Well, no. I walked in a bit nervously. BA/PM was there (she had a week head start on me) as was CEO. CTO lives out of town and was to arrive in the early afternoon.
The first task is to complete, post-haste, the new E-commerce platform for the company’s primary website. It was, in violation of Rule One, constructed without a clear requirements document — the direction was to ‘make it work like the old one’.
This left a bit of a mess, and coupled with a couple key developers rolling off the project unfortunately quickly (not, to my understanding, for ugly reasons) the mess got larger.
In the interim, outside contractors were brought in to complete work on it, but significant challenges to complete the project remain — most notably aspects of sharing some data with the order fulfillment system. And it’ll be on me to complete development as I’m, for now, the only developer.
I met a few other key players, including the new designer (also starting today) and the E-Commerce guru (who needs this project done to implement some of his plans). We had lunch together.
A note on having lunch together: In an earlier entry, I wrote that “Never have lunch alone” was one of Sparky’s key pieces of advice. The idea is that if you’re lunching with your co-workers, you’re building rapport and bonding. As I have learned from my many years of employment, as a developer and otherwise, whether you’re having lunch with your direct reports, your peers, or your superiors, this has great value in the near and long terms.
Also, when your CEO goes to lunch with you, he usually buys. So, free lunch.

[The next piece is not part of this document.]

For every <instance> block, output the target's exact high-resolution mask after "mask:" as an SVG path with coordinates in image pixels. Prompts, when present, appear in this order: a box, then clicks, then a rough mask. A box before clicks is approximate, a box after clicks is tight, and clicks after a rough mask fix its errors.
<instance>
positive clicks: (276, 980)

After lunch CTO arrived and we got immediately to work. He gave me and BA/PM the breakdown of the project and the major things to deal with, and then immediately pivoted to a discussion of the deployment architecture, which is currently slated to be very expensive (as in, thousands per month). CTO and I started exploring alternative architectures, and then immediately he started contacting the vendor for bids based on the alternatives, with me riding shotgun, and principally giving him nonverbal cues in reaction to what the vendor was saying.
One of the architectural details pushed by the vendor was a file server. Neither CTO nor I saw a separate file server as necessary for our architecture. The vendor (who, it should be noted, is known for their expertise in our new E-commerce platform) insisted it was a critical and necessary part of the architecture. One glance exchanged between the two of us confirmed that we believed the vendor was full of it. When CTO pushed back, the vendor said he’d talk to someone more technical about it to make sure it would be all right for us.

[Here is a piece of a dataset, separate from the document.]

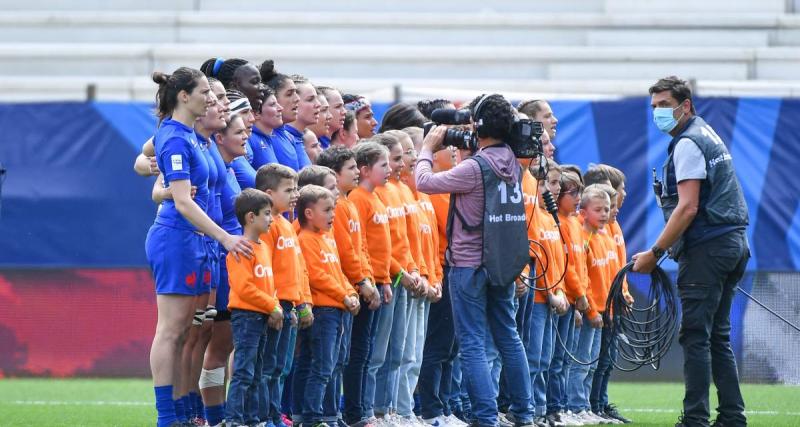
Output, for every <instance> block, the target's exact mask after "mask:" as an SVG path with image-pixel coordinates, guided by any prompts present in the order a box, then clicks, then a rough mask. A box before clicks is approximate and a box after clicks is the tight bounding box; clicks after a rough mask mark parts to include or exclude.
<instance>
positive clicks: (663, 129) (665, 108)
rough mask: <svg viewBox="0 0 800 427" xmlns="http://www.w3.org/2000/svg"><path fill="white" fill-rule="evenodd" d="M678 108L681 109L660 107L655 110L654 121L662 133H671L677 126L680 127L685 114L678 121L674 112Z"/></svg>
mask: <svg viewBox="0 0 800 427" xmlns="http://www.w3.org/2000/svg"><path fill="white" fill-rule="evenodd" d="M677 108H680V105H678V106H677V107H675V108H669V107H658V108H654V109H653V121H654V122H655V123H656V127H657V128H658V129H659V130H660V131H661V132H664V133H670V132H672V130H673V129H675V126H678V120H680V119H681V118H682V117H683V114H681V117H679V118H678V119H676V118H675V117H673V116H672V112H673V111H675V110H676V109H677Z"/></svg>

Tomorrow CTO and I are heading to be on-site with another vendor – the development vendor – to begin the lengthy process of knowledge transfer into my brain.
I expect to be very tired for the next few days. But if I take good notes and keep focused I should be in a much better position to understand the company’s technical needs, and begin to build my team accordingly.
However, it sounds like that will not be my first concern. First, I need to get this platform ready to release.